When I was fourteen years old, I chose to obsess about this boy named François. In reality, I fell strongly in love with the idea of loving him. I thought by showing him all my skills, he would be interested in me. After all, this is what my parents had taught me. “If you cook rice, make him feel dignified, show him you can manage a home, bear and raise children…he will never leave you”.

François was also only fourteen years old, and couldn’t care less about my jasmine rice steaming skills. He even said I tried too hard. He wasn’t interested. What did he mean he wasn’t interested? I came from a well-respected, extremely traditional Cambodian family, I learned how to ‘wife’ at an early age, AND he wouldn’t even need to spend money on three herds of pandas to have me! I was a real bargain! He made me feel like Pepe Le Pew. I just wanted cuddles, someone to offer me sweet Valentines, hold hands with me, and have make-out sessions at the movie theatre…And then get married!!!

I think I scared him away…

I grew up around arranged marriages. I didn’t know people had to be attracted to each other, have chemistry. Wasn’t it enough that François and I loved speaking to each other? He wasn’t repulsive and I wanted to take care of him. To me back then, it was perfectly enough to become this perfect couple. I thought anyone could love anyone, as long as we both wanted it. Perhaps Francois was my first heartbreak. But it was more of an ego break…and tons of confusion.

Later on, my love life was a sum of one-way stories of “what ifs?” and “why not me?” Would I ever meet this person who would want to wait with me, if I met him then? If I met him later, would he embrace the fact that I waited for him, preserved myself for him? I was raised believing that my entire worth relied on this little fragile part of me—my hymen, in a world that craved for instant gratification.

I went on a few dates, but never got seriously involved with anyone. I thought I fell in love several times. But I mostly just fell in obsession, admiration. I fell for the love story.

Love hurts when you thought it was love. Delusion hurts.

My friends worried I was becoming too picky. That I would find love if I slept around, that I should be more open minded, and more open legged…
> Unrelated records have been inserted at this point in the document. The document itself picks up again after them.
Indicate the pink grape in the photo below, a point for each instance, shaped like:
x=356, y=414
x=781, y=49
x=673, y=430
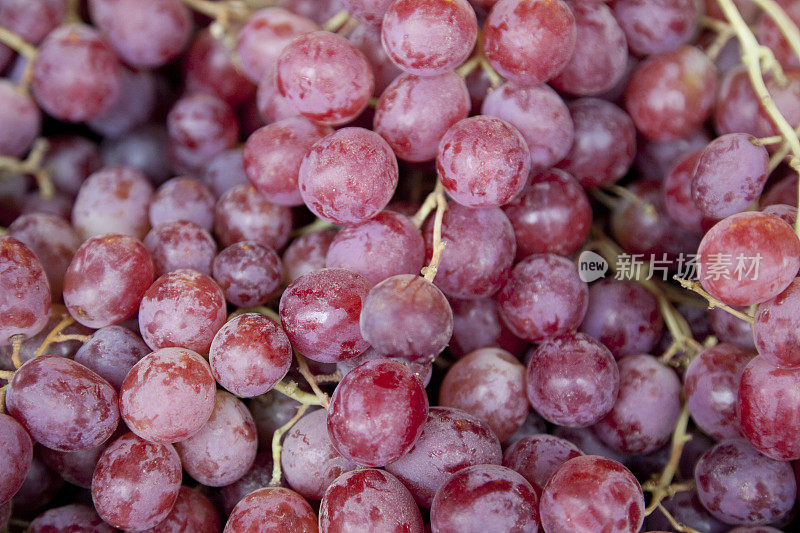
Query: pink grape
x=168, y=395
x=106, y=280
x=249, y=355
x=62, y=404
x=377, y=413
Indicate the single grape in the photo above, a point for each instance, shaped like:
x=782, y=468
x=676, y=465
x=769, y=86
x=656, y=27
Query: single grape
x=126, y=466
x=273, y=154
x=544, y=297
x=168, y=395
x=529, y=42
x=572, y=380
x=732, y=465
x=272, y=509
x=320, y=313
x=178, y=245
x=106, y=280
x=711, y=385
x=429, y=37
x=76, y=75
x=368, y=499
x=242, y=214
x=24, y=291
x=483, y=161
x=63, y=405
x=485, y=496
x=111, y=352
x=647, y=408
x=748, y=258
x=591, y=493
x=324, y=77
x=407, y=316
x=377, y=413
x=624, y=316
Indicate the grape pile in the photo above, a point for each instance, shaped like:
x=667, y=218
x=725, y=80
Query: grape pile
x=382, y=266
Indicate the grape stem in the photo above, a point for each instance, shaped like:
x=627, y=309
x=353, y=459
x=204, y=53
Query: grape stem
x=752, y=56
x=277, y=447
x=429, y=272
x=32, y=165
x=663, y=487
x=712, y=302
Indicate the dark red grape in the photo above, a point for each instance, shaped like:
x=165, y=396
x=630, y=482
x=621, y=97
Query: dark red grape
x=106, y=280
x=543, y=297
x=724, y=473
x=483, y=497
x=348, y=176
x=529, y=41
x=591, y=493
x=377, y=413
x=128, y=465
x=168, y=395
x=63, y=405
x=572, y=380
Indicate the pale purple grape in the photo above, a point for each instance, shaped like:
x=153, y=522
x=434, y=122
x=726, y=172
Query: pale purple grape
x=414, y=112
x=481, y=497
x=106, y=280
x=272, y=509
x=309, y=460
x=62, y=404
x=429, y=37
x=711, y=384
x=224, y=449
x=249, y=355
x=540, y=115
x=136, y=482
x=377, y=413
x=324, y=77
x=729, y=175
x=386, y=245
x=168, y=395
x=451, y=439
x=368, y=499
x=489, y=384
x=723, y=472
x=180, y=244
x=483, y=161
x=76, y=75
x=320, y=313
x=537, y=457
x=264, y=36
x=591, y=493
x=306, y=254
x=407, y=316
x=144, y=33
x=113, y=200
x=647, y=408
x=349, y=176
x=572, y=380
x=242, y=214
x=624, y=316
x=74, y=517
x=182, y=198
x=273, y=154
x=182, y=308
x=604, y=142
x=16, y=454
x=543, y=297
x=469, y=234
x=111, y=352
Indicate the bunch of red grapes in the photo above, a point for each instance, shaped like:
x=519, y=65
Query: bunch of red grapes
x=329, y=265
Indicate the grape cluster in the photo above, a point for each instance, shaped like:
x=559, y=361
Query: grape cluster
x=371, y=265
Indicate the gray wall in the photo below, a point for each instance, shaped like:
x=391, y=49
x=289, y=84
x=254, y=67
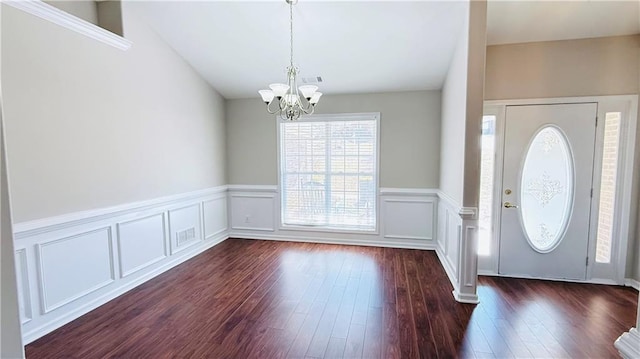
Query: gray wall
x=602, y=66
x=454, y=112
x=89, y=126
x=588, y=67
x=85, y=9
x=10, y=329
x=409, y=137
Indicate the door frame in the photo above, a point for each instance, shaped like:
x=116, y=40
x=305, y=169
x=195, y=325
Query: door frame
x=625, y=205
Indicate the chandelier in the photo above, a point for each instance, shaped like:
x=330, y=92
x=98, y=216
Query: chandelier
x=288, y=104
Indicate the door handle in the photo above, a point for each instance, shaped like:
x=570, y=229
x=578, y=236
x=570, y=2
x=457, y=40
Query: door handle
x=510, y=205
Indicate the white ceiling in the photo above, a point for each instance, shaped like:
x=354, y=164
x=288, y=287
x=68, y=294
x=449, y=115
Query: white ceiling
x=240, y=47
x=528, y=21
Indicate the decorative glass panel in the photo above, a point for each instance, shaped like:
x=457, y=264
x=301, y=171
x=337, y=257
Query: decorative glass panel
x=546, y=189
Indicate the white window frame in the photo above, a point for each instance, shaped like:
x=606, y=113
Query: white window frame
x=364, y=116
They were also concerned about my lack of dating experience, convinced that I would have to learn sexy skills in order to attract men and satisfy them. My parents worried about my cultivating any form of dating experience which would compromise my worth and perceived value to a man.

Everywhere I turned, the world seemed to tell me I would never find love. From my parent’s angle, I had no room for mistakes. From my peer’s, I needed to make mistakes.

My friends would share their love stories and the lessons they learned: “Love hurts, Davine!” Indeed I knew it did. And would. Especially on that wedding night. That night when people would all gather to celebrate the agony of my flesh ripping, to prove to them I honored my family code.

Eventually, I took my love life into my own hands. Finding loopholes to bridge my guilt from the way I was raised with this romance and passion I was yearning for.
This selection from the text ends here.